- The name of the city of Ely derives from the old Northumbrian word for "district of eels", which is why these fish are celebrated on the May Bank Holiday weekend. Features of the festival include a parade, an eel throwing contest (no eels are, or ever been harmed during this contest. Toy eels are used, and before that, tights stuffed with Socks), and a town criers competition. Couples getting married on this day are named "King and Queen of the Eels". The bride is expected to take part in the parade, wearing a crown of live eels, which, according to legend, bring luck to a marriage. The City of Ely will send the couple a hamper of eels every year on their anniversary.
- Eels are long fish belonging to the order Anguilliformes. Electric eels and spiny eels do not belong to this order and are therefore not true eels.
- Eels can live for about 85 years.
- They range in length from 5 cm (2.0 in) in the one-jawed eel (Monognathus ahlstromi) to 4 m (13 ft) in the slender giant moray. Adults range in weight from 30 g (1.1 oz) to well over 25 kg (55 lb) in the European conger.

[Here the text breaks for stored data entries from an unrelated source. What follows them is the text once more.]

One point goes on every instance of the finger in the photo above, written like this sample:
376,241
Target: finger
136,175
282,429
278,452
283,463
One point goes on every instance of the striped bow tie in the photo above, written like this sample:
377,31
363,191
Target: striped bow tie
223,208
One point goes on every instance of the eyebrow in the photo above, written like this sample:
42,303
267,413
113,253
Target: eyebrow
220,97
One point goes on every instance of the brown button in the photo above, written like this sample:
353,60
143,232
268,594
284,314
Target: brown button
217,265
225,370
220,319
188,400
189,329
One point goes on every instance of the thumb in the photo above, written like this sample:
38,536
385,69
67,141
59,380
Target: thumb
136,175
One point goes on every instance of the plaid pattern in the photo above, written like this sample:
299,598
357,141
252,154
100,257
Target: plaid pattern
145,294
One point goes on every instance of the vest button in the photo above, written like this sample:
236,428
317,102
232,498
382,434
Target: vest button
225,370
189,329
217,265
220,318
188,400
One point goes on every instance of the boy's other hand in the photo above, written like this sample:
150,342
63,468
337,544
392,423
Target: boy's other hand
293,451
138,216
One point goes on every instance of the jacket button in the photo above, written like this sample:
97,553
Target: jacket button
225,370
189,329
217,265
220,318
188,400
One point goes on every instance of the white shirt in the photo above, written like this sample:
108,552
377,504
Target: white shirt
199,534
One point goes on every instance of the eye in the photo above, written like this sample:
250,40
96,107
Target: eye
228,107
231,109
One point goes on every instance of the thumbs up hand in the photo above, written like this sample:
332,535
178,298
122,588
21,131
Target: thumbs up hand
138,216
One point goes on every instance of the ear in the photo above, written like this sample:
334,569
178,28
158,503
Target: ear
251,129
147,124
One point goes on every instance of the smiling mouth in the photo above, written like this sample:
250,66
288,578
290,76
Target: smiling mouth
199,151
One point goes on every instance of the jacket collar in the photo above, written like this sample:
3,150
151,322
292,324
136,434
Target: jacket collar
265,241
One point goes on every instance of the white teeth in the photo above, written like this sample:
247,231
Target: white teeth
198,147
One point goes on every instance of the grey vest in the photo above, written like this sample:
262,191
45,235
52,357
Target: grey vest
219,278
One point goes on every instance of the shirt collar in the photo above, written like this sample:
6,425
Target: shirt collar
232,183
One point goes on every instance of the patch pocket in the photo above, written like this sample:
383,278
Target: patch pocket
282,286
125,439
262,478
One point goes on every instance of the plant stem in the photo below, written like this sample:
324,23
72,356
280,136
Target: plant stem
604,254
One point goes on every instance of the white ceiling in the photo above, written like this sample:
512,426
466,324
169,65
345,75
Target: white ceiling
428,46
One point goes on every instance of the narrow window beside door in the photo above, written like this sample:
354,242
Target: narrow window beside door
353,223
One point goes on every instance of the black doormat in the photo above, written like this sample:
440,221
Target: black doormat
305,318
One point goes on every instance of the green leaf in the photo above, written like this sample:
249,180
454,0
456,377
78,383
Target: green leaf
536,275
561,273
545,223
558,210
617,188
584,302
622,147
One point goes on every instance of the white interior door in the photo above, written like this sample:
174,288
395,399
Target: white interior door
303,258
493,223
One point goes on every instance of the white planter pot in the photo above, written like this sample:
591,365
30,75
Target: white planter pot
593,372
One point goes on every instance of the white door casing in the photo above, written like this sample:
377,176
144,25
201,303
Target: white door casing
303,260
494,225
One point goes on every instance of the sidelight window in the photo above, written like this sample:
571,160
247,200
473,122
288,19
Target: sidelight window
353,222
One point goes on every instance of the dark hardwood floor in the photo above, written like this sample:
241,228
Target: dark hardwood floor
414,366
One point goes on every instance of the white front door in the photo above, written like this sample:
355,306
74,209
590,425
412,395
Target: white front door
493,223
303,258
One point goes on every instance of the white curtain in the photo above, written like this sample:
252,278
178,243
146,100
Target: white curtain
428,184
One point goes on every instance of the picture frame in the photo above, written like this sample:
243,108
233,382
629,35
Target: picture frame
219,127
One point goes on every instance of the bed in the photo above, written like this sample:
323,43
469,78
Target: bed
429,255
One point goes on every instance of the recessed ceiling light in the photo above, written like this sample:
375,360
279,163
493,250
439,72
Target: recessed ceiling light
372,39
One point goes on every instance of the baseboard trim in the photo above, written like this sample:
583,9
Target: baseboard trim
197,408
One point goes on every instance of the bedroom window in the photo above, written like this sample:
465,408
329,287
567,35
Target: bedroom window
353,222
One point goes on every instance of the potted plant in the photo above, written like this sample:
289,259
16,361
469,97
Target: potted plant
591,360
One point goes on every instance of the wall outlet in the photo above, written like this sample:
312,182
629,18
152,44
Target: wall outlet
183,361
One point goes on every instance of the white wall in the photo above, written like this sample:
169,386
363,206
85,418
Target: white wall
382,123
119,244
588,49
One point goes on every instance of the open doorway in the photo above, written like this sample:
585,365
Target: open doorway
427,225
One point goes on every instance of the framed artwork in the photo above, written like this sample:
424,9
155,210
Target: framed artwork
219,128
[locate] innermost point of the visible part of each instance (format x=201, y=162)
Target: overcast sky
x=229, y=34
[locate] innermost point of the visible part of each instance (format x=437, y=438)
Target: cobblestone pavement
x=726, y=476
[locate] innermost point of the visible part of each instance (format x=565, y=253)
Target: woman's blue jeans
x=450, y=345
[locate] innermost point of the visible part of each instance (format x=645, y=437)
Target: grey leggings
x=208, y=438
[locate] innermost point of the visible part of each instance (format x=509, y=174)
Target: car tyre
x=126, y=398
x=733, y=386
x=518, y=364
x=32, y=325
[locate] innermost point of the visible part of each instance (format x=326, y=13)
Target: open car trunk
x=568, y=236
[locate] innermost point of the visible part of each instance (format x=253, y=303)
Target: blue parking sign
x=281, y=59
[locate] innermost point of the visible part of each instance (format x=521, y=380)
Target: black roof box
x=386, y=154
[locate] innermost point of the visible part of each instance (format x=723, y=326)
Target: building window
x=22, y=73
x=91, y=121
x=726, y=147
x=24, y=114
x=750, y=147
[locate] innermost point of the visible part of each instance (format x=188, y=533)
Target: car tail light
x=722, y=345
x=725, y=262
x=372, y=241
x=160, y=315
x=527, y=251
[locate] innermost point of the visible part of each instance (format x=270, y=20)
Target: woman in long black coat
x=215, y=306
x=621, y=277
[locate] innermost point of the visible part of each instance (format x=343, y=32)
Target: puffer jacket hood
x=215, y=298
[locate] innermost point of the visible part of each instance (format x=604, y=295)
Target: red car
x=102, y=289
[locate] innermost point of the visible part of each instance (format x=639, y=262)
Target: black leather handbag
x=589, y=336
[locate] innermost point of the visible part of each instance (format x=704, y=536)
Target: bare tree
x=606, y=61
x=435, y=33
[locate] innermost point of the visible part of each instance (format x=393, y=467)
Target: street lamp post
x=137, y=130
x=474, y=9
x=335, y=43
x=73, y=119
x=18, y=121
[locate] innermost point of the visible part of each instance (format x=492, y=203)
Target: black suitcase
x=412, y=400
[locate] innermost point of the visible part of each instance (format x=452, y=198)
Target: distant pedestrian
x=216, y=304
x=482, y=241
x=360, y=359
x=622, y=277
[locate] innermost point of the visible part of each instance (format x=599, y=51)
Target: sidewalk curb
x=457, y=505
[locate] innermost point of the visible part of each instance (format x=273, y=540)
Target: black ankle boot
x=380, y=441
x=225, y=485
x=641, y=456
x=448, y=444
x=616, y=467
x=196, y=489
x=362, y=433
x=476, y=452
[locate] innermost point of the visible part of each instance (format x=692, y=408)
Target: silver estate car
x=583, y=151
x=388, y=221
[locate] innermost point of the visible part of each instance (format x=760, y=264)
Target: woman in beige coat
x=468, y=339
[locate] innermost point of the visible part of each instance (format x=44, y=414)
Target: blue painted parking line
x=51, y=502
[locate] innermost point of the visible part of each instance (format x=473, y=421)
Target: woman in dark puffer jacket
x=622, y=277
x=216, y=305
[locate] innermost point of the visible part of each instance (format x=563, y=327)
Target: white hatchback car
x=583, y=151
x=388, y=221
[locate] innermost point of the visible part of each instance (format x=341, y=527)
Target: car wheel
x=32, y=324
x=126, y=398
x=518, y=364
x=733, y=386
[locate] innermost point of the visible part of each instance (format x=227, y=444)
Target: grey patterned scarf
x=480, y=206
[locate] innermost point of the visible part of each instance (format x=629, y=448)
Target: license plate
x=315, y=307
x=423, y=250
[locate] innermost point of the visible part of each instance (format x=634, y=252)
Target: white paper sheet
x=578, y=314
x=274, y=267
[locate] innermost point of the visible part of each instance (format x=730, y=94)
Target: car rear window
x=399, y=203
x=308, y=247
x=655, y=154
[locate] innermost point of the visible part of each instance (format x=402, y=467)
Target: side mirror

- They don't have pelvic fins, and many species also lack pectoral fins.
- The collective noun for a group of eels is a swarm, bed or fry.
- A young eel is called an elver. This name is thought to come from the time in the spring when elvers would swim upstream along the River Thames, a time once called "Eel fare". Elver is thought to have been a corruption of this.
- The first stage in the life of an eel is a transparent, flat larval form called leptocephali. They live in shallow seas and eat particles which float in the water. They grow into glass eels, and finally the elvers who swim upstream, often climbing up anything that gets in their way, like dams or waterfalls.
- Most eel species are nocturnal.
- Eel blood is toxic to humans, but cooking and the digestive process destroy the toxin.